Vivre ensemble c’est donc voir le visage de Dieu en tout être humain, même s’il est cause de mal pour nous. Car le mal dont il est capable ne peut pas annihiler l’image originelle de Dieu en lui. Il reste créature de Dieu. Pour vivre ensemble il faut avoir la capacité de voir ce fonds de divinité et de bonté en lui par delà tout le mal qui se manifeste en lui. Le soldat israélien qui guide son char, qui s’amuse à écraser les voitures aux bords des rues dans une ville sous couvre-feu, ou à secouer et démolir les pans des murs des maisons avec son char, ou qui tire pour tuer, ce soldat lui aussi est une personne humaine et porte l’image de Dieu. Sur lui aussi, Dieu envoie sa pluie et fait lever son soleil. C’est ce que nous essayons de dire à nos fidèles. Et c’est un discours difficile à dire, difficile à accepter. Le mal qu’il fait et qu’il représente doit être résisté : on n’a pas le droit de s’y soumettre, il faut tout faire pour l’écarter, il faut rentrer dans la guerre qui vous est imposée ; vous pouvez aussi y entrer en pratiquant seulement la résistance non violente. Il faut, d’un côté, voir l’image de Dieu imprimé dans l’ennemi, de l’autre côté, il faut prendre les moyens légitimes pour arrêter le mal qu’il fait.
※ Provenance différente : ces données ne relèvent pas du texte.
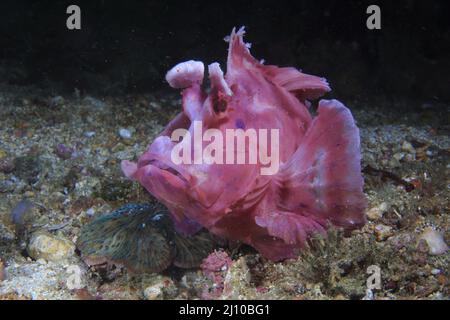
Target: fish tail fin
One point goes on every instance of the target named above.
(323, 178)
Vivre ensemble, face à l’oppression et aux injustices et à la haine, il faut savoir que rendre le mal pour le mal n’est pas l’unique réplique possible. L’amour, la vision de Dieu dans l’adversaire est une réplique possible aussi et la résistance non-violente.

Peut-on vivre ensemble ?

Sur la base de notre foi chrétienne, de notre foi en la bonté humaine qui est participation à la bonté même de Dieu, la vie ensemble est possible. Les circonstances humaines actuelles la rendent difficiles aujourd’hui, et demain, et dans quelques années encore. Mais elle reste possible, et face à des politiciens qui la rendent difficile il y a beaucoup de bonnes volontés, mais aussi des forces politiques qui peuvent la rendre possible. Seule la paix en effet, basée sur la justice, pour les deux peuples, seule la fin de l’occupation, elle-même garantie de sécurité pour Israël, rendra la vie ensemble meilleure, plus humaine et plus proche de l’image de Dieu en chacun de nous. La communauté internationale, les Eglises, devraient avoir plus de courage pour parler et pour prendre les mesures nécessaires afin d’aider les deux peuples à la réconciliation sur la base de la justice et du pardon. Les Eglises ont une responsabilité dans ce vivre ensemble, car il s’agit d’une vie ensemble autour des Lieux Saints de la chrétienté. Les Eglises devraient proclamer leur message aux lieux où elles sont nées. Le conflit en effet n’est pas seulement politique ; il n’est pas seulement local. Les Eglises doivent y apporter leur message et leur force spirituelle de réconciliation et de vie nouvelle, autour des Lieux Saints, portant toujours la Bonne Nouvelle du salut et de la Résurrection.